A Prefeitura do Paulista, por meio da Secretaria de Desenvolvimento Social, Políticas sobre Drogas, Direitos Humanos e Juventude, oficializou, nesta sexta-feira (31), o lançamento do Programa Laços Que Protegem. A iniciativa fortalece a rede de proteção ao ampliar o acolhimento familiar de crianças e adolescentes afastados temporariamente do convívio com os pais ou responsáveis, assegurando a convivência em um ambiente afetivo e seguro, além de reduzir a necessidade de institucionalização. A solenidade ocorreu no auditório da Secretaria Municipal de Saúde, em Maranguape I.
A cerimônia de abertura contou com a presença do secretário de Governo e Gabinete, Fabiano Santos; da secretária de Desenvolvimento Social, Políticas sobre Drogas, Direitos Humanos e Juventude, Jeieli Santos; da promotora de Justiça Kamila Guedes, do Ministério Público de Pernambuco (MPPE); do presidente da Câmara Municipal, Eudes Farias; além de representantes das secretarias municipais, do Sistema de Garantia de Direitos e da rede de proteção à infância e à adolescência.
Na ocasião, a secretária Jeieli Santos destacou a importância do momento e afirmou que a implementação do programa representa um avanço no fortalecimento das políticas públicas voltadas à infância e à adolescência no município. “É com grande alegria e senso de responsabilidade que nos reunimos hoje para oficializar a implementação do Programa Laços Que Protegem.

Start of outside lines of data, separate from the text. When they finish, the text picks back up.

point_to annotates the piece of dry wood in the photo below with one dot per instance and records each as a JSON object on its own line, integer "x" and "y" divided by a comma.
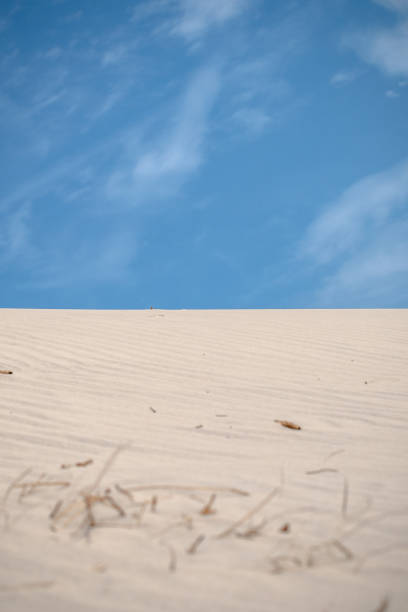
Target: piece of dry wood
{"x": 321, "y": 471}
{"x": 288, "y": 424}
{"x": 66, "y": 466}
{"x": 187, "y": 488}
{"x": 208, "y": 508}
{"x": 42, "y": 483}
{"x": 251, "y": 532}
{"x": 249, "y": 514}
{"x": 383, "y": 605}
{"x": 191, "y": 550}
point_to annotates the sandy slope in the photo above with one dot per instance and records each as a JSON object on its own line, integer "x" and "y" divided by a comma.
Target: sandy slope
{"x": 194, "y": 396}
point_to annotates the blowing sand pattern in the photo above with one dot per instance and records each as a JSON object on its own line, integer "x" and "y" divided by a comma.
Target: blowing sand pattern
{"x": 196, "y": 395}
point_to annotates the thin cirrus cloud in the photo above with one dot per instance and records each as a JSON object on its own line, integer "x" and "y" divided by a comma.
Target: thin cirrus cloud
{"x": 189, "y": 19}
{"x": 197, "y": 16}
{"x": 160, "y": 169}
{"x": 343, "y": 77}
{"x": 360, "y": 242}
{"x": 386, "y": 48}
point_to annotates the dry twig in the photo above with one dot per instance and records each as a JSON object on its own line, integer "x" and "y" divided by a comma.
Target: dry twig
{"x": 208, "y": 508}
{"x": 188, "y": 488}
{"x": 192, "y": 549}
{"x": 249, "y": 514}
{"x": 288, "y": 424}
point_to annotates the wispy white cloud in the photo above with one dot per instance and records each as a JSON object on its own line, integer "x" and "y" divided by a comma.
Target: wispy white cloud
{"x": 386, "y": 48}
{"x": 360, "y": 239}
{"x": 343, "y": 77}
{"x": 362, "y": 208}
{"x": 253, "y": 120}
{"x": 190, "y": 19}
{"x": 376, "y": 276}
{"x": 178, "y": 152}
{"x": 95, "y": 261}
{"x": 197, "y": 16}
{"x": 14, "y": 235}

Esse momento demonstra o compromisso da gestão municipal com aquilo que temos de mais valioso: nossas crianças e adolescentes”, ressaltou.

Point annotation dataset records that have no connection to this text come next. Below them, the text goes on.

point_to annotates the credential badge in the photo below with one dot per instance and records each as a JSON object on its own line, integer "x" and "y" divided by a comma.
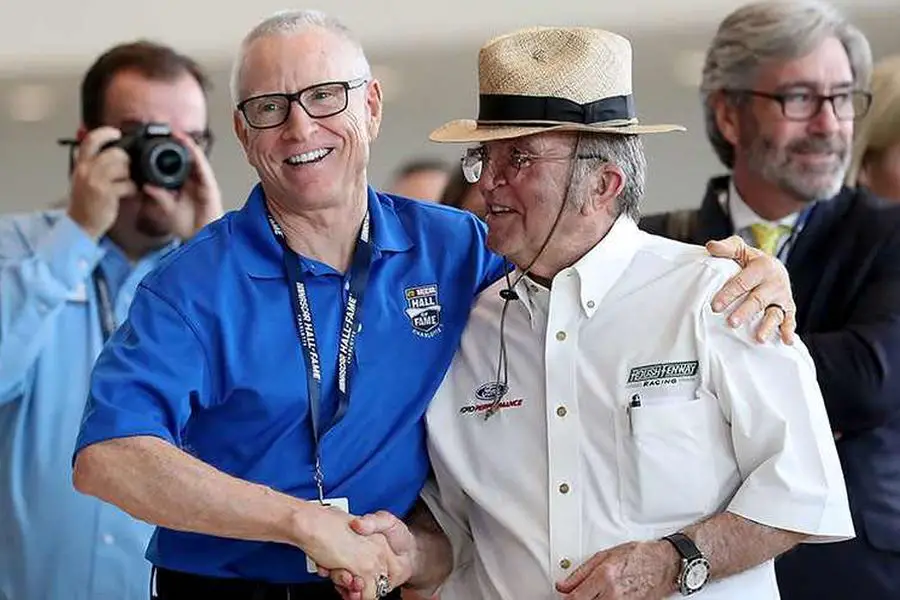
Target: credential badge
{"x": 424, "y": 309}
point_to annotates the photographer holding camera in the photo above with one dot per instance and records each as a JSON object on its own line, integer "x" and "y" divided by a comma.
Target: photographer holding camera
{"x": 140, "y": 184}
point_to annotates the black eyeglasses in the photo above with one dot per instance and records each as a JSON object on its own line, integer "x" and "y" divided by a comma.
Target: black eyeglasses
{"x": 319, "y": 101}
{"x": 802, "y": 105}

Já o secretário de Governo e Gabinete, Fabiano Santos, compartilhou uma lembrança pessoal ao falar sobre a importância do acolhimento que recebeu da avó, responsável por sua criação e pelo suporte necessário durante seu crescimento. Segundo ele, essa experiência mostra como os vínculos de cuidado e proteção são fundamentais na formação de crianças e adolescentes e evidencia a importância do apoio oferecido às famílias por meio do novo programa.
Sobre o programa
O Programa Laços Que Protegem foi instituído pela Lei Municipal nº 5.607/2026, aprovada pela Câmara Municipal do Paulista, como uma iniciativa voltada à garantia do direito à convivência familiar e comunitária, previsto no artigo 19 do Estatuto da Criança e do Adolescente (ECA). A política tem como objetivo oferecer suporte a crianças e adolescentes em situação de vulnerabilidade ou com direitos ameaçados, por meio de acompanhamento técnico e apoio às famílias acolhedoras que assumem a responsabilidade pelo cuidado, quando houver necessidade de afastamento temporário dos pais ou responsáveis.
O auxílio financeiro destinado às famílias acolhedoras terá valor equivalente a um salário mínimo por criança ou adolescente acolhido, podendo haver complementação em situações que envolvam grupos de irmãos. O benefício será concedido inicialmente pelo período de até seis meses, com possibilidade de renovação após avaliação da equipe técnica. Além do suporte financeiro, as famílias acolhedoras contarão com acompanhamento do Centro de Referência Especializado de Assistência Social (CREAS), responsável por orientar e acompanhar o acesso à educação e aos cuidados de saúde dos beneficiários.
Para participar, é necessário atender a alguns critérios, como a identificação técnica de situação de risco social ou violação de direitos, a inscrição da família de origem e do guardião no Cadastro Único (CadÚnico), a residência fixa do responsável no município e a concessão do termo de guarda e responsabilidade pelo Poder Judiciário. Também será exigida a apresentação de documentos oficiais com foto, CPF e comprovantes bancários. As famílias acolhedoras habilitadas receberão o benefício por meio de depósito em conta corrente ou poupança de titularidade do guardião.